Just last week, I parked my car in the credit union parking lot, ready to bang my head on the steering wheel as I contemplated what I was about to go do: — no, I wasn’t about to rob the bank; J however, I was going to withdraw yet again from the savings account. My mind raced with all sorts of thoughts, positive, negative and everything in between. I was getting closer and closer to the ledge of despair as I calculated how much we needed this month. “But at least we have it,” I muttered aloud. Another negative thought pulled on my emotions, and again I pushed it away with a positive thought. I reminded myself that it never pays off to put our hope in money. But let’s be honest: it sure does help us along, doesn’t it?
I tried not to dance with the enemy by entertaining the constant thoughts and questions flitting through my head as if they were all doing the fox trot on hallowed ground, but I wasn’t quite able to send all of them out on their butts. I had sort of a scowl in my heart, and honestly, I questioned God, asking Him why I had to be tested so much; I’d surrendered to my calling in ministry; what more did/does He want? A groan escaped me as tears ran down my face, tears that cried “When will you put my husband back to work?” More tears came trickling down as more questions surfaced unspoken: When would I have to stop simplifying and minimizing in the name of a budget, and when would my needs be met according to His riches in heaven? (Phil. 4:19)
What an emotional tug-of-war that was, aka, a pity party and I was the only party present! Have you ever been present at anyone else’s pity party, or thrown your own? Well, there’s nothing positive about a pity party and the longer we stay there, the more uninvited guests will show up; you know, negative Nellie, desperate Debra, sad Sally…you get the picture. I blew my nose, wiped my face and gathered my purse and phone, ordering the thoughts to go away. Truth pushed me out my car door and into the door of the credit union, the truth that at least we have a savings account to take from. Funny thing was I walked right up to a teller; there was no one in line. I guess God didn’t want to give me any more time in my pity party. I was in and out of there so fast my head was sort of spinning!
By the time I got home, I had left my pity party, physically and emotionally; I had moved on to the next thing: my last class for the semester! It wasn’t until the next morning in my own Coffee Hour with my Abba that He reminded me of that pity party with Proverbs 23:5 and I can still hear Him in a gentle kind of stern voice ask me: “Will you set your eyes on that which is not?” Oh, His Word can really render me silent and humble! And then I finished reading:”For riches certainly make themselves wings; they fly away like an eagle towards heaven.”
Oh, Coffee Hour friend, there is nothing concrete about money and as I continued on with my time with Him, I was reminded that to have an Eternal Retirement Account is so much better than to have an Investment Retirement Account. What are we investing in? Are we diligently and consistently seeking after the things of God, with God and for God? How do we spend our days?
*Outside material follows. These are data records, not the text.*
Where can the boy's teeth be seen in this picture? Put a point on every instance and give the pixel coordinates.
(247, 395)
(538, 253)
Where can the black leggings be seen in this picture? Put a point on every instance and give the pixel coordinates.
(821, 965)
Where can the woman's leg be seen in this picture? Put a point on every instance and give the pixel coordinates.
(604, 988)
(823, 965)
Are we too busy worrying how our next bill will get paid, so much so that we miss out on those moments where we just know His fingerprints were left upon us and He provided?
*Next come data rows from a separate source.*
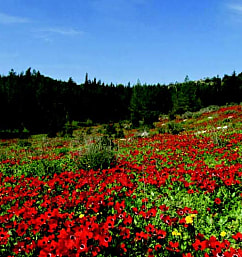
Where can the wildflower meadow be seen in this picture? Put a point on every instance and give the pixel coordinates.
(172, 191)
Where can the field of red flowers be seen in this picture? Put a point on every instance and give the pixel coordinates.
(167, 195)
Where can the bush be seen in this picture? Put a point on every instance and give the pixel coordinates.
(171, 128)
(98, 154)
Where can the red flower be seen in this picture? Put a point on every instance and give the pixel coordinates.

Really what it comes down to is we just need to be about His business because He’s all about ours and He does have our every need in His heart and will meet it. Perhaps we confuse need with want and when we focus on a want, perhaps that want may escort us right into a pity party. Will we walk into that party, or will we turn the other way and seek to find a praise party?
The more I learn, the less I know, but this I do know: HIS WORD NEVER LIES! His promises are checks that will not bounce! You can deposit them…in the depths of your soul that you may withdraw from them whenever you need them.
As you read this, I pray that you will hear Him ask you these questions in such a loving and assuring voice and that you would know that you know that you know that He will never leave you high and dry, never leave you or forsake you and He will never leave you in time of need…as long as He’s invited to the party of your life!